Mr. Picklemen handed them the film with his smooth hands. He also loaded the film into the large wooden camera for them. They once they left the pharmacy, they sprinted to their bikes, pushed them and hope on while running. It was five forty five and the sun was soon to rise. They had two miles till they arrived at the spooky little shack.

When they reached the edge of town, the sign said “You are now leaving Ivory village, please come back and bike again!” Now you can see why the kids were riding bikes. They continued out of town; and when they reached the shack they leaped off there bikes. They could see light coming from behind the mountains.

Nobody had lived in the shack for years. They were even too young to know when someone did live in it. They were about ten, some older, some younger. Raymee and Genet were brother and sister; they rarely ever got into fights. All the others were best friends, they never commenced in fights . . . until now.

“Hey give me that camera!”

“No it’s mine!”

“Maybe you should give it to me if you are going to fight about it!”

“No to me!”

All of the friends were yelling, punching, grasping for the camera, and falling to the ground. The time was now six o’clock and the sun was in between the mountains, a splendid picture, indeed. Little did they know somebody was lurking among them.

“Ahh wool lo wool la gi me!”
A seven foot three inch man threw open the maple door and made the shack sway back and forth. His face was unnoticeable. His whole body was covered with unruly brown hair. The hair had a tint of green; it was stringy and bounced when he ran. The man appeared to be a werewolf. He had gnats flying around him and dung beetles following his trail. He smelled of fish, cottage cheese, and burning sulfur.
This strange man came hurtling in the five children’s direction. All of his limbs were failing, and wait . . . wait! A silver/ copper blade appeared out of his hair; now a handle appeared too. It . . . it . . . was an a-a-a-AXE!!! A bizarre man with an axe was now twenty feet away, no one could help these powerless children! What were they to do?
All the children were shouting and pleading for help, but nobody was near them to come to their aid.
“Sha moo pa ki!”

He was now near ten feet away and he threw up his knee up and his arms down. CRACK!!!
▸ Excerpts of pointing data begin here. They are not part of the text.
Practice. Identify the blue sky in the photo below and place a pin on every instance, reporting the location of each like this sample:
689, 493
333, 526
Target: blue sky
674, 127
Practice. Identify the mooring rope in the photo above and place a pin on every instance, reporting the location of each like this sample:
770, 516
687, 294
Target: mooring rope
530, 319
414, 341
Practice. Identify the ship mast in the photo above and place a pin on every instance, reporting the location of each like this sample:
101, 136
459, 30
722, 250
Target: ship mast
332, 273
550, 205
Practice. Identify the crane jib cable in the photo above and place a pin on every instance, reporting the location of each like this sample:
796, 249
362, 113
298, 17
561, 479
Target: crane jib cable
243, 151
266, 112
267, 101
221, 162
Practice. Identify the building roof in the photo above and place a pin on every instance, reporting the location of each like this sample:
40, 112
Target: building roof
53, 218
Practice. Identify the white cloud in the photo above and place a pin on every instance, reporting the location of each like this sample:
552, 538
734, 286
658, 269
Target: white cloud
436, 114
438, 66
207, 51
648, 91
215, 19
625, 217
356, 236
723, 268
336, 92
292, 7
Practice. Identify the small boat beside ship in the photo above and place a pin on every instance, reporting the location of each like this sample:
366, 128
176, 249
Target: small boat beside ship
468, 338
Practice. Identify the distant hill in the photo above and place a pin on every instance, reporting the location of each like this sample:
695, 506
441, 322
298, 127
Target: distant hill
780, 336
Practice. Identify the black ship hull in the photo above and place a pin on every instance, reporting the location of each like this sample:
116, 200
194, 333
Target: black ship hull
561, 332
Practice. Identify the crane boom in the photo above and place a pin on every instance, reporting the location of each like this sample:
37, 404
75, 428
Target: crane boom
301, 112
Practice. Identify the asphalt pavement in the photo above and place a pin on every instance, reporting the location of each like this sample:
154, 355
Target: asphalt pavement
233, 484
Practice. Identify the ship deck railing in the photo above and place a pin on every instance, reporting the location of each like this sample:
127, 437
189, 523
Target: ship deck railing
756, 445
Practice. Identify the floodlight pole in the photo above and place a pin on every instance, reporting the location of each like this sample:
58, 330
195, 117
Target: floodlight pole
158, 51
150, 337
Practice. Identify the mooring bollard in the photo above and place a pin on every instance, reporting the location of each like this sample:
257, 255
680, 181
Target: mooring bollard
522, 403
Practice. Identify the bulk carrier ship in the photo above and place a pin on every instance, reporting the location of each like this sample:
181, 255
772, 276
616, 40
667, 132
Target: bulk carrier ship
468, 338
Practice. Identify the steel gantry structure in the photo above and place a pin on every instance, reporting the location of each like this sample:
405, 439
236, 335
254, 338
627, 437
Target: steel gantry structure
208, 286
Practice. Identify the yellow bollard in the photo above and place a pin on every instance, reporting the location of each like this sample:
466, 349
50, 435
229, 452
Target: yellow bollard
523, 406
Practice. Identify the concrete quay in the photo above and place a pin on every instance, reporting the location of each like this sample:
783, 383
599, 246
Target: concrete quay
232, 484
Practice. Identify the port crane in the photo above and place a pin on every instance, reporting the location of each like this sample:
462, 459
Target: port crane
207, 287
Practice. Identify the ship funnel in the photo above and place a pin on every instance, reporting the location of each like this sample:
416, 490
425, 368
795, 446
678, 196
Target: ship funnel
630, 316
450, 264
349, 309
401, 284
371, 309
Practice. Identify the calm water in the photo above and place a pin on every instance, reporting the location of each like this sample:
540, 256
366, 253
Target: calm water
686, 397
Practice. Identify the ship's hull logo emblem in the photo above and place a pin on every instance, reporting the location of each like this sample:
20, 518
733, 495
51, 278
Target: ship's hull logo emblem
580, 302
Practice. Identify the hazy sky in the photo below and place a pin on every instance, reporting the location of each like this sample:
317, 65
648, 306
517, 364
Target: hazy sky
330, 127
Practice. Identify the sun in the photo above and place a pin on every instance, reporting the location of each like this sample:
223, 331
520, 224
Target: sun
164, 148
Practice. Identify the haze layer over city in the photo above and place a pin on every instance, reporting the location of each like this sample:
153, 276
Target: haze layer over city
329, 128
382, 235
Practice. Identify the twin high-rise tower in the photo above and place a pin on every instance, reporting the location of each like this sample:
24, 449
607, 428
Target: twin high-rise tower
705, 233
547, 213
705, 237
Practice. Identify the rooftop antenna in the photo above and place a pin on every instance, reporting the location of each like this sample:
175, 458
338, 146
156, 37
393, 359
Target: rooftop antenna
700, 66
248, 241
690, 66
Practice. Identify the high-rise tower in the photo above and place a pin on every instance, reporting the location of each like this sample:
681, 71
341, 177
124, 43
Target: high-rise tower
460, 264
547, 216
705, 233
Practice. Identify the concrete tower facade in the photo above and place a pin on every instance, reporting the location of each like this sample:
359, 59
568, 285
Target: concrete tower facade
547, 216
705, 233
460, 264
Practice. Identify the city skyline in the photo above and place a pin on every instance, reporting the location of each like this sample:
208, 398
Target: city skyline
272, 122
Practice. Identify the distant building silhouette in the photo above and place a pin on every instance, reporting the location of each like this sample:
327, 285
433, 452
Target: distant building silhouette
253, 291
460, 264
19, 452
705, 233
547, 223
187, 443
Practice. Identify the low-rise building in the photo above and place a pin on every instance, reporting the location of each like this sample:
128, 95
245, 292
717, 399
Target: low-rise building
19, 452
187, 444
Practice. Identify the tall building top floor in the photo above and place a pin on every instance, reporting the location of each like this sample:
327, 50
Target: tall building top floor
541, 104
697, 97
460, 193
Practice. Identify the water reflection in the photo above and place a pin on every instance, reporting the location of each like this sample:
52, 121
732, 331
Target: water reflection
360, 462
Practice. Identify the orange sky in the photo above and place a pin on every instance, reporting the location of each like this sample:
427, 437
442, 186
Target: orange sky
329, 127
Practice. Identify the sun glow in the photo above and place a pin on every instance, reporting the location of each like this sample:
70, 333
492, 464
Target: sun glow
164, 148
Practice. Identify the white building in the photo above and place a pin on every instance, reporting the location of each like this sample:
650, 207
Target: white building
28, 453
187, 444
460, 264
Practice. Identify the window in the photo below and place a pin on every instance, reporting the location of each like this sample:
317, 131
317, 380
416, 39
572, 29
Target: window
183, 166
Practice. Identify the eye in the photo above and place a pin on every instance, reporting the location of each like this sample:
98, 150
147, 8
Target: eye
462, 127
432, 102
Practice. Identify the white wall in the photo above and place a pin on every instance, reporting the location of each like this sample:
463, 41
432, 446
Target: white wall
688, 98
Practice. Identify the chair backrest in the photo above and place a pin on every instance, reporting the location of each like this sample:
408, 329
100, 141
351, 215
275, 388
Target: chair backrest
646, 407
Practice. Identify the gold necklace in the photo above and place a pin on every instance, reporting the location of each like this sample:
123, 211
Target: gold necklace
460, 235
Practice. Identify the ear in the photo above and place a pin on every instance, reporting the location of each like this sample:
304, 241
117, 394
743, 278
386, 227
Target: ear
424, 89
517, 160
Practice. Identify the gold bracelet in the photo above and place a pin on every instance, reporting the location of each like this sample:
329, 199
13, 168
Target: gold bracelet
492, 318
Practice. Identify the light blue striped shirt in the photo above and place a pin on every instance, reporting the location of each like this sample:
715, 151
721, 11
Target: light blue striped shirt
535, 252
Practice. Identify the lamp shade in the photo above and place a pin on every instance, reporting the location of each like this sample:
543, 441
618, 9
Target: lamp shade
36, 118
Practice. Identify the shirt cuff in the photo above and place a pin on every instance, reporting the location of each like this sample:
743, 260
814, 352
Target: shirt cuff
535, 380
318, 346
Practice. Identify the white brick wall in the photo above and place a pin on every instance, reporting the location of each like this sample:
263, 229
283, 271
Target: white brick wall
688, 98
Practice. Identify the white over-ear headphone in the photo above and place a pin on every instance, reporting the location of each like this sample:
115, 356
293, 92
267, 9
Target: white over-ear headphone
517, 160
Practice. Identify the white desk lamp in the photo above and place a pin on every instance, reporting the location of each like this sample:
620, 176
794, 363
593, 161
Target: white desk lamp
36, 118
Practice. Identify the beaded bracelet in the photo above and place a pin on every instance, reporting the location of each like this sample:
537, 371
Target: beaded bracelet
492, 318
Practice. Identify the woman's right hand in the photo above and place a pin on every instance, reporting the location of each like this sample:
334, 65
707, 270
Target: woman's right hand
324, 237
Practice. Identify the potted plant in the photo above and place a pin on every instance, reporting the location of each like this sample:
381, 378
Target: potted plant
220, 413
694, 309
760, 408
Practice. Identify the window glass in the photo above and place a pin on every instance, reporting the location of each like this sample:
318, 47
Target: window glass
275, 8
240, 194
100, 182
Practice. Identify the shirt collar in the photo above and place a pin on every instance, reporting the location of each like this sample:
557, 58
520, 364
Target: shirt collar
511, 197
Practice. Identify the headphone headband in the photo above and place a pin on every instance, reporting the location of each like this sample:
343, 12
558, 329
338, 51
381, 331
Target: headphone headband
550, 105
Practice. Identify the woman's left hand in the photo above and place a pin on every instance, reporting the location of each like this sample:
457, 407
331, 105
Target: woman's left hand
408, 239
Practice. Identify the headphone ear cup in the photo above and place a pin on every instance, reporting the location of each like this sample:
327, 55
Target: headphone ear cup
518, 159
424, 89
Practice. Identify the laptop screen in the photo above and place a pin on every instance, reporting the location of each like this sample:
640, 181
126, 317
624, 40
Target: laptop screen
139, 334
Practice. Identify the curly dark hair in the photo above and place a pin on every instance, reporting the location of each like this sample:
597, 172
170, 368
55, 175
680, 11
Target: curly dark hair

He went scurrying to the children with an axe head in one hand and the axe handle in the other. He lobbed them both at the children, making them land two feet in front of the five children. Full-throttle, no time to stop now he raced to them, bent his knees, soared unto the axe blade and handle. He continuously jumped up and down on the axe.

“Laloo me ki ka dem!”
Puzzled but thinking about their lives the children ran back to their bikes. The fuzzy man started making new sounds, it sounded like crying. Raymee turned around and went to the fuzzy man.

“AHHHHHHHHH, Help he got me!” Raymee shouted to the group.
The fuzzy man clutched Raymee in his arms and . . . he children all took hold of sticks. They started running to the fuzzy man who stumbled back when they started to hit him. They hit him and hit him until he yelled out in horror.
“STOP!” Raymee shouted, “You are hurting him!”
“Yeah, you are hurting me!” the fuzzy guy boomed.
All five of the children sprung backward.

He put Raymee down and sprinted back to his house.

None of the children could understand what happened that day or why they did not die.

The truth is he was not just an ex-murderer he was an ex-axe-murderer.
When an axe-murderer kills and axe he must say his ritual words and that is why in the beginning of this story he was not talking English.